EClark1894 opened this issue on Oct 19, 2013 · 489 posts
RawArt posted Mon, 04 November 2013 at 5:32 AM
The argument wasn't abotu which app is better. We all know that type of thing never ends well.
The comment I was making was simply addressing the dis-information that is being put out about how daz doesnt care about poser users and it is their evil plan to alienate them. When the opposite is true.
DAZ is simply a company that relies on making and selling content.
To keep the company alive, they have to make sure the content they sell is up to current industry/custome expectations. They do not have the luxury of a software company that can keep the software at a certian level and throw a few simple gimicks in and call it a new version and have a market for sales. That doesnt work with content.
Stuff with V4 level tech has been in the marketplace for what...six or seven years or so?
It is safe to say the marketplace is saturated with products for her. How many lara croft outfits do we need? So to keep the market alive they had to adapt new tech to the figures. They built what people were asking for. We now have figures that can morph into almost any shape and size and still bend and follow poses like they were made for it. They can have clothes that adapt to all the different shapes almost seamlessly and dont require the content maker to pick and choose which morphs they want to include. Heck, they even made it so that if people wanted to, older generation textures and clothes could work with the newer figures (at least in G1).
So they were giving the market what they asked for..and people did take to it. The new users coming in are finding things alot easier than when we old timers started. I know I remember when we had to apply each texture by hand and didn not have mat files to instantly apply them.
But unfortunatly to develop these advancments that the customers were asking, they needed the software to be able to handle it, so they developed the tech and were even working with SM to try to incorporate it. But they can only do so much, so when that didnt seem to work, they made the dson system, so that poser users could at least have the options of getting some of the advancments they were working on.
We can all agree that poser does need a more advanced figure that can work natively in the program. I know I would love to see it.
Dawn has the potential to be as advanced as being possible with what poser can do, but it can only go so far until the software develops to the point to handle higher tech figures. So that i where the content creation side falls short again.

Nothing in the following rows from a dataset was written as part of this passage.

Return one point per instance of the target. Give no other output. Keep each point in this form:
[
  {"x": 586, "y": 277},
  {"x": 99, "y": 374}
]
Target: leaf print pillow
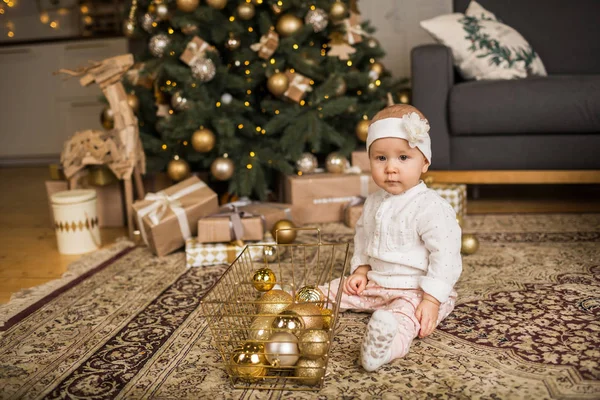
[{"x": 483, "y": 47}]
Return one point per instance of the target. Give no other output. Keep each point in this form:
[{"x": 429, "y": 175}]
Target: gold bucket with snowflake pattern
[{"x": 76, "y": 221}]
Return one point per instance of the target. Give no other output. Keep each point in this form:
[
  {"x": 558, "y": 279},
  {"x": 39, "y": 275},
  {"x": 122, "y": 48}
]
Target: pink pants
[{"x": 401, "y": 302}]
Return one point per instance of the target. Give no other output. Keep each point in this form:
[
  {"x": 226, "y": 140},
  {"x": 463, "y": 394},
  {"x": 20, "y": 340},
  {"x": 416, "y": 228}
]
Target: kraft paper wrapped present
[
  {"x": 168, "y": 218},
  {"x": 227, "y": 226},
  {"x": 360, "y": 159},
  {"x": 109, "y": 201},
  {"x": 322, "y": 197},
  {"x": 205, "y": 254}
]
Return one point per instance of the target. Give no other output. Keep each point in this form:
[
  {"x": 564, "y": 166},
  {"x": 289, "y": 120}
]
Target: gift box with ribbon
[
  {"x": 168, "y": 218},
  {"x": 204, "y": 254},
  {"x": 322, "y": 197}
]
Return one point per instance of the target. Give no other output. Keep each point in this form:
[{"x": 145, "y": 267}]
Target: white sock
[{"x": 377, "y": 342}]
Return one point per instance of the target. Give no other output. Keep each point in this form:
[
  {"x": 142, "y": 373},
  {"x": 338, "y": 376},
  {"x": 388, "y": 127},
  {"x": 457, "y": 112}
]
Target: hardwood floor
[{"x": 29, "y": 255}]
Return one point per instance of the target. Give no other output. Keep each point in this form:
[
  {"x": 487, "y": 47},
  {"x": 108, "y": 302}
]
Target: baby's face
[{"x": 395, "y": 166}]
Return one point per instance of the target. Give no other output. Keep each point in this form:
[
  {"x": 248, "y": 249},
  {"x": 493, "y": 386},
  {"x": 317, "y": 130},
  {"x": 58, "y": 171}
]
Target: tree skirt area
[{"x": 125, "y": 324}]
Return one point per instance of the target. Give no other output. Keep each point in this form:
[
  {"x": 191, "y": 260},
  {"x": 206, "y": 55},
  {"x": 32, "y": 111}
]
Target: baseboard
[
  {"x": 29, "y": 161},
  {"x": 516, "y": 177}
]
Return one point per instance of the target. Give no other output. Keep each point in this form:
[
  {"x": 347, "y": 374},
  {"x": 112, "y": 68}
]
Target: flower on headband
[{"x": 417, "y": 129}]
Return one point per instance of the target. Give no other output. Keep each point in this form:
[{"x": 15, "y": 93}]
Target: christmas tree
[{"x": 249, "y": 89}]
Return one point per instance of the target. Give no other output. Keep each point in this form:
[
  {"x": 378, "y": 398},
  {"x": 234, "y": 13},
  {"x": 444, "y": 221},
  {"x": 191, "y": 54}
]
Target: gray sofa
[{"x": 537, "y": 123}]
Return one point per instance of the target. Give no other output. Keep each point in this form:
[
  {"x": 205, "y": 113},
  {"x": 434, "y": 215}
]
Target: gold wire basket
[{"x": 252, "y": 333}]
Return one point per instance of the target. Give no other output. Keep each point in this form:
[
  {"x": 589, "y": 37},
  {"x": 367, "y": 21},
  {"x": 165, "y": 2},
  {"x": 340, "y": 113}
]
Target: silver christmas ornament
[
  {"x": 307, "y": 163},
  {"x": 146, "y": 22},
  {"x": 204, "y": 69},
  {"x": 158, "y": 44},
  {"x": 178, "y": 102},
  {"x": 317, "y": 18}
]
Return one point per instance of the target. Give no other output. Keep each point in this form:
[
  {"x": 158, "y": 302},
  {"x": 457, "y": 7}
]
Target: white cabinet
[{"x": 39, "y": 110}]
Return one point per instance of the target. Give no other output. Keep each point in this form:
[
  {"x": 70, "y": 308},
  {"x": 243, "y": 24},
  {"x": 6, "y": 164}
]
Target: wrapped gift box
[
  {"x": 168, "y": 218},
  {"x": 204, "y": 254},
  {"x": 229, "y": 226},
  {"x": 322, "y": 197},
  {"x": 361, "y": 159},
  {"x": 109, "y": 201}
]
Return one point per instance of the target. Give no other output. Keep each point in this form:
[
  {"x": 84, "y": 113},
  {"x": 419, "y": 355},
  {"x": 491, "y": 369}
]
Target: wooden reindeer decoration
[{"x": 120, "y": 148}]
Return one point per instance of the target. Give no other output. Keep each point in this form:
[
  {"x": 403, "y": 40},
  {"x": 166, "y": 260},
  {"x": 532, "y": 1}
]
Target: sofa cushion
[
  {"x": 563, "y": 33},
  {"x": 552, "y": 104}
]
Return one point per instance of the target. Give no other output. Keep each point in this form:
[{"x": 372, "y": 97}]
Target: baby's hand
[
  {"x": 355, "y": 283},
  {"x": 427, "y": 314}
]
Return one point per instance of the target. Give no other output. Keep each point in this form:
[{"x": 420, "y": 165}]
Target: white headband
[{"x": 410, "y": 127}]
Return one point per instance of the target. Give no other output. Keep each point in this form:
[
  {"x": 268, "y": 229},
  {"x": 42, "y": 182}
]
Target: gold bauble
[
  {"x": 107, "y": 118},
  {"x": 311, "y": 314},
  {"x": 274, "y": 301},
  {"x": 469, "y": 244},
  {"x": 288, "y": 321},
  {"x": 338, "y": 11},
  {"x": 288, "y": 24},
  {"x": 260, "y": 329},
  {"x": 310, "y": 372},
  {"x": 178, "y": 169},
  {"x": 327, "y": 318},
  {"x": 284, "y": 231},
  {"x": 335, "y": 163},
  {"x": 218, "y": 4},
  {"x": 263, "y": 279},
  {"x": 203, "y": 140},
  {"x": 246, "y": 11},
  {"x": 248, "y": 362},
  {"x": 313, "y": 343},
  {"x": 404, "y": 96},
  {"x": 187, "y": 5},
  {"x": 278, "y": 83},
  {"x": 362, "y": 129},
  {"x": 377, "y": 68},
  {"x": 133, "y": 102},
  {"x": 311, "y": 294},
  {"x": 222, "y": 168}
]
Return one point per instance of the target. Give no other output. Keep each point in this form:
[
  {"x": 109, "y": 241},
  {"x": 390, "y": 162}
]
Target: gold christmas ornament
[
  {"x": 311, "y": 294},
  {"x": 218, "y": 4},
  {"x": 470, "y": 244},
  {"x": 310, "y": 371},
  {"x": 133, "y": 102},
  {"x": 362, "y": 129},
  {"x": 335, "y": 163},
  {"x": 187, "y": 5},
  {"x": 222, "y": 168},
  {"x": 311, "y": 314},
  {"x": 178, "y": 169},
  {"x": 246, "y": 11},
  {"x": 327, "y": 318},
  {"x": 107, "y": 118},
  {"x": 283, "y": 231},
  {"x": 313, "y": 343},
  {"x": 260, "y": 329},
  {"x": 263, "y": 279},
  {"x": 288, "y": 24},
  {"x": 278, "y": 83},
  {"x": 282, "y": 349},
  {"x": 404, "y": 96},
  {"x": 203, "y": 140},
  {"x": 274, "y": 301},
  {"x": 338, "y": 11},
  {"x": 249, "y": 361},
  {"x": 288, "y": 321}
]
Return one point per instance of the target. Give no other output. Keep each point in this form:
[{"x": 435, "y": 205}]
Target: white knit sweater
[{"x": 411, "y": 240}]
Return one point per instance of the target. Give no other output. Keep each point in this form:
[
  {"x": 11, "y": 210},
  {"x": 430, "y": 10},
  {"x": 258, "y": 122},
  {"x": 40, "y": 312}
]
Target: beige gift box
[
  {"x": 168, "y": 218},
  {"x": 322, "y": 197}
]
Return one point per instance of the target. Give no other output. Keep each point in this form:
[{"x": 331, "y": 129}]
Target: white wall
[{"x": 398, "y": 30}]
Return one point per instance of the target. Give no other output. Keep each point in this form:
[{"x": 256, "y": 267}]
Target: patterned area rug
[{"x": 124, "y": 324}]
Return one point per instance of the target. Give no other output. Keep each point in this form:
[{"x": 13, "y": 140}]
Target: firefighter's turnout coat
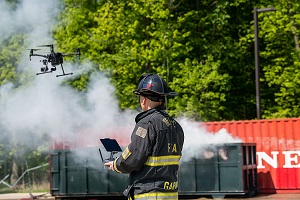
[{"x": 153, "y": 156}]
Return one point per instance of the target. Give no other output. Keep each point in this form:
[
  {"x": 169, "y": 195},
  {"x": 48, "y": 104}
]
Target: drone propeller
[
  {"x": 33, "y": 49},
  {"x": 46, "y": 45}
]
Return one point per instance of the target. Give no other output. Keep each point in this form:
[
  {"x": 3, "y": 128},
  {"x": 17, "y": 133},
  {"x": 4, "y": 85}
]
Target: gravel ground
[{"x": 47, "y": 196}]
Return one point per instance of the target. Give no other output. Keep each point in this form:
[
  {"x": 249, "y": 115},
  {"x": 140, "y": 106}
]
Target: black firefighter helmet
[{"x": 153, "y": 87}]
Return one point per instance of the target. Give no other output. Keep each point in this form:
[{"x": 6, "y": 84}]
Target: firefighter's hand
[{"x": 110, "y": 165}]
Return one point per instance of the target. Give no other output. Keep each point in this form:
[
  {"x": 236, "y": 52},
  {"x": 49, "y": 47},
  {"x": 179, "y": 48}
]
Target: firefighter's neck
[{"x": 147, "y": 104}]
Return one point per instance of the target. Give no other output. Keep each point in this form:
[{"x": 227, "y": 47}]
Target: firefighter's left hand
[{"x": 110, "y": 165}]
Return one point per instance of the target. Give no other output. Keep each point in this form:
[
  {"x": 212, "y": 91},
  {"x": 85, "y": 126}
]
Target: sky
[{"x": 45, "y": 106}]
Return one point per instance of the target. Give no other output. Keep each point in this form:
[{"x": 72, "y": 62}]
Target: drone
[{"x": 54, "y": 58}]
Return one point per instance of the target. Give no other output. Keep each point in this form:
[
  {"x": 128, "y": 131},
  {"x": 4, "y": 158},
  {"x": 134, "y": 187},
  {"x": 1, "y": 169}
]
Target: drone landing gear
[
  {"x": 63, "y": 74},
  {"x": 43, "y": 73}
]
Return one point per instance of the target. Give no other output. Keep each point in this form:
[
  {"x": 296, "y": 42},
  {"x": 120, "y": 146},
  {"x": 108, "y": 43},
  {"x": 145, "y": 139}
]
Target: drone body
[{"x": 54, "y": 58}]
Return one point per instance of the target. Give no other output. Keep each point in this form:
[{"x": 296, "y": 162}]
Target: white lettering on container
[
  {"x": 290, "y": 158},
  {"x": 263, "y": 156}
]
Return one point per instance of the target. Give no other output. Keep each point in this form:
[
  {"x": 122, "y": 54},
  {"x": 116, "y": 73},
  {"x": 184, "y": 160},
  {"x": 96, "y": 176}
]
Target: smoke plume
[{"x": 46, "y": 106}]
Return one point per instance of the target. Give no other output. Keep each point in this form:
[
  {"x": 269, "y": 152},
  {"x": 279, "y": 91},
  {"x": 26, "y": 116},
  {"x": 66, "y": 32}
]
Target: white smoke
[
  {"x": 48, "y": 106},
  {"x": 198, "y": 139}
]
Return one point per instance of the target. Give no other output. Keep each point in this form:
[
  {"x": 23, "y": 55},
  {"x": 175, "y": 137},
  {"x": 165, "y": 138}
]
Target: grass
[{"x": 43, "y": 187}]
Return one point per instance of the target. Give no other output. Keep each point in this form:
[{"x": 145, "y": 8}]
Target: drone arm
[{"x": 39, "y": 55}]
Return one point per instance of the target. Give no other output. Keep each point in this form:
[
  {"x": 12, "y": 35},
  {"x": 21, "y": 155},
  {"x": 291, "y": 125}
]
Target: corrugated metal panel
[{"x": 278, "y": 150}]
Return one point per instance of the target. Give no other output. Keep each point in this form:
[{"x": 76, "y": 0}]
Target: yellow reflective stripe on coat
[
  {"x": 155, "y": 161},
  {"x": 157, "y": 196},
  {"x": 126, "y": 153}
]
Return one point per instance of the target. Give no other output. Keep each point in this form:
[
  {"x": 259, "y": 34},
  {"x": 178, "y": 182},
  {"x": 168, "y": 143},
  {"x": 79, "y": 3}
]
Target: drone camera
[
  {"x": 44, "y": 69},
  {"x": 44, "y": 62}
]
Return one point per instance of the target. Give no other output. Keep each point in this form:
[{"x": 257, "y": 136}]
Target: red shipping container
[{"x": 278, "y": 150}]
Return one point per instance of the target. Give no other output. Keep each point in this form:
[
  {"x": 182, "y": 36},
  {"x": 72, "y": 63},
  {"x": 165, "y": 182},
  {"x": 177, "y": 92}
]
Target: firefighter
[{"x": 152, "y": 157}]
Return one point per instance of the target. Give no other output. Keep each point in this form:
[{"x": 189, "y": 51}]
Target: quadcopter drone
[{"x": 54, "y": 58}]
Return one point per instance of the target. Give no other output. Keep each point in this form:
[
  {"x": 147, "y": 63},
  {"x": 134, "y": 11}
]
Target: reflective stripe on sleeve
[
  {"x": 126, "y": 153},
  {"x": 155, "y": 161},
  {"x": 115, "y": 166},
  {"x": 157, "y": 195}
]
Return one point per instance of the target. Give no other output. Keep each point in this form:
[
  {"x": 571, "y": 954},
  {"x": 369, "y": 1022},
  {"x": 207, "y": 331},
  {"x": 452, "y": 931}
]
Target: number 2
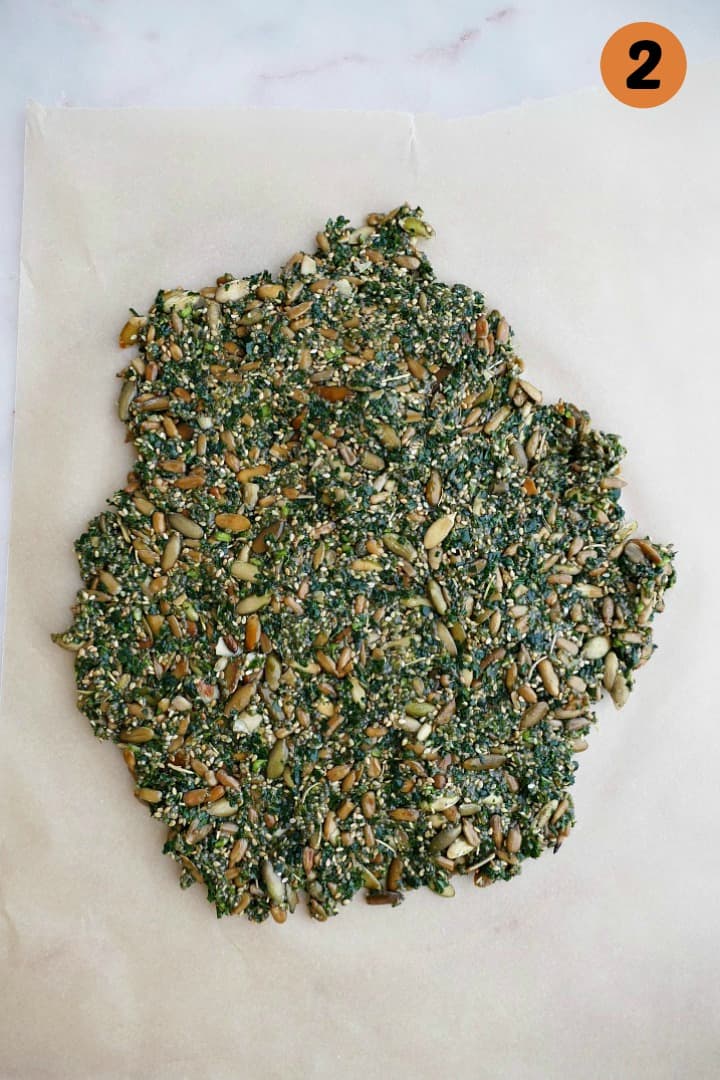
[{"x": 638, "y": 79}]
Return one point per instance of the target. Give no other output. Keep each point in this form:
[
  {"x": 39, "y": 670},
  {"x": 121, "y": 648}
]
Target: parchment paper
[{"x": 596, "y": 229}]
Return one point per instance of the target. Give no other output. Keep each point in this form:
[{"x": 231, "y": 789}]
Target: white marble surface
[{"x": 452, "y": 57}]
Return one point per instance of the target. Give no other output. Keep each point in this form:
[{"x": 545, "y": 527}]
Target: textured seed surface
[{"x": 351, "y": 615}]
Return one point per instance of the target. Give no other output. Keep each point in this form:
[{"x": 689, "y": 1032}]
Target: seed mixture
[{"x": 351, "y": 613}]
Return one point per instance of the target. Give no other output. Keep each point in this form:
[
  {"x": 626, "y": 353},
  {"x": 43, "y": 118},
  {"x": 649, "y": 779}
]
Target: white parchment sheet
[{"x": 596, "y": 229}]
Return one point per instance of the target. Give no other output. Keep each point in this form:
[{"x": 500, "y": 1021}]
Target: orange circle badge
[{"x": 643, "y": 65}]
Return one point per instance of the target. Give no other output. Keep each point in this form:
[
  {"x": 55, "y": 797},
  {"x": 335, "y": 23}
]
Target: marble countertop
[{"x": 457, "y": 57}]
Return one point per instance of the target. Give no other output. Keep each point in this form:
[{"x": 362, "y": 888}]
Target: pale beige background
[{"x": 597, "y": 229}]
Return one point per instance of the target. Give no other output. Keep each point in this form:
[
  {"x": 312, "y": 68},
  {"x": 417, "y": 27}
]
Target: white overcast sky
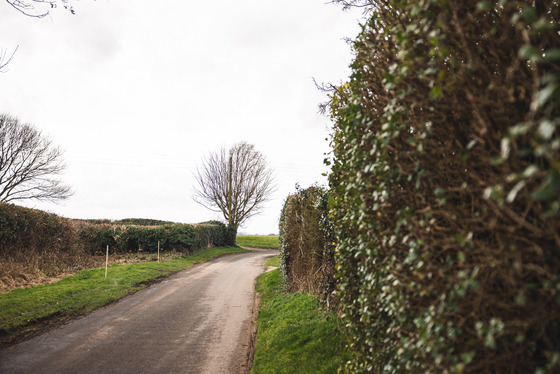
[{"x": 136, "y": 92}]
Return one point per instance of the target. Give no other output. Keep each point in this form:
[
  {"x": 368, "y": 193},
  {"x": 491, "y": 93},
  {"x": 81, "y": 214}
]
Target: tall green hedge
[
  {"x": 446, "y": 188},
  {"x": 306, "y": 243}
]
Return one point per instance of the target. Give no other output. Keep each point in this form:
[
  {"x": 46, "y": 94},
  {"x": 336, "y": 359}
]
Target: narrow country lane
[{"x": 197, "y": 321}]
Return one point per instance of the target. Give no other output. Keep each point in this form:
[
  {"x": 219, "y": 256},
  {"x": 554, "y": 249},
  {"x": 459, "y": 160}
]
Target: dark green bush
[
  {"x": 446, "y": 188},
  {"x": 306, "y": 250}
]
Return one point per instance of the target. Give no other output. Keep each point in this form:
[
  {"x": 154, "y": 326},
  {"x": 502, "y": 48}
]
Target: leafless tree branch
[
  {"x": 29, "y": 7},
  {"x": 28, "y": 162},
  {"x": 235, "y": 182},
  {"x": 4, "y": 60}
]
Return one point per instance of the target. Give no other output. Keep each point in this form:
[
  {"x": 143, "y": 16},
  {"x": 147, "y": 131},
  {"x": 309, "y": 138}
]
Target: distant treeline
[{"x": 34, "y": 242}]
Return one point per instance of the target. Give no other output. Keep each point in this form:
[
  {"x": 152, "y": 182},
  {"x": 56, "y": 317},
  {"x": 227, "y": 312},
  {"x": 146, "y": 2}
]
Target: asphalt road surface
[{"x": 197, "y": 321}]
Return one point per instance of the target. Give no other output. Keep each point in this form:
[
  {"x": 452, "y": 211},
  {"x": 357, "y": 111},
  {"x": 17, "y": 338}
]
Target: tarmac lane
[{"x": 196, "y": 321}]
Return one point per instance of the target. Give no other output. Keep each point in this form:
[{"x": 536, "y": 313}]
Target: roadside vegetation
[
  {"x": 295, "y": 332},
  {"x": 258, "y": 241},
  {"x": 26, "y": 311}
]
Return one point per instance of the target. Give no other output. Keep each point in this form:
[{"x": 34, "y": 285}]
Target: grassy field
[
  {"x": 295, "y": 334},
  {"x": 28, "y": 310},
  {"x": 258, "y": 241}
]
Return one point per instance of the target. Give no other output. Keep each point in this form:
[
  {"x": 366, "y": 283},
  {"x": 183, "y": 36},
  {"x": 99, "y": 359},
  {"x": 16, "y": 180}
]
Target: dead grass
[{"x": 36, "y": 270}]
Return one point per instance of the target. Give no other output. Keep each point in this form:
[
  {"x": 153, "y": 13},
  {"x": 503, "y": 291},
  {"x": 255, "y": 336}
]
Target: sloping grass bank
[
  {"x": 295, "y": 334},
  {"x": 29, "y": 310}
]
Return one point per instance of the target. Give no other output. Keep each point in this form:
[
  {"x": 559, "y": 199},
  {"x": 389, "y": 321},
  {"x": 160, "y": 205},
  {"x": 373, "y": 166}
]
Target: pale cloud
[{"x": 137, "y": 92}]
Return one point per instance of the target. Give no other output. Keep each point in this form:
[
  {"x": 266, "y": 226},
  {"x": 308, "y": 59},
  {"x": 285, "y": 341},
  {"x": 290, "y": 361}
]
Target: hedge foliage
[
  {"x": 171, "y": 236},
  {"x": 306, "y": 243},
  {"x": 446, "y": 188},
  {"x": 37, "y": 242}
]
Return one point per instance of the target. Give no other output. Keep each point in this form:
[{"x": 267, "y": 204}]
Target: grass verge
[
  {"x": 258, "y": 241},
  {"x": 26, "y": 311},
  {"x": 295, "y": 334}
]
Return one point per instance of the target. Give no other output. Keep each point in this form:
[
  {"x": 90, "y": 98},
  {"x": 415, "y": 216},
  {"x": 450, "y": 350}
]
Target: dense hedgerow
[
  {"x": 36, "y": 243},
  {"x": 446, "y": 188},
  {"x": 306, "y": 243},
  {"x": 171, "y": 236}
]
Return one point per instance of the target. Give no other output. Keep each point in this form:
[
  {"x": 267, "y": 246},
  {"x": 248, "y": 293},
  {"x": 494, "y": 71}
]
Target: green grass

SM is not a content making company, so they dont have as much of a vested interest in content advances. Their customers buy their software, and as long as they keep buying the software, then for them the content must seem like it is still good enough. So not a big issue.
So yeah...there is a gap between the apps. But you cannot really blame one side or the other for it...they each are simply looking after their own interests and future growth. The best we can really hope for are the occasional plug-ins that may bridge some of the differences, but to hope for full comaptibility between the two programs is going to simply impossible.
So it is simply up to the customers to decide what they want from their programs and what they want from their figures and decide for themselves what is more important in the end to make their art.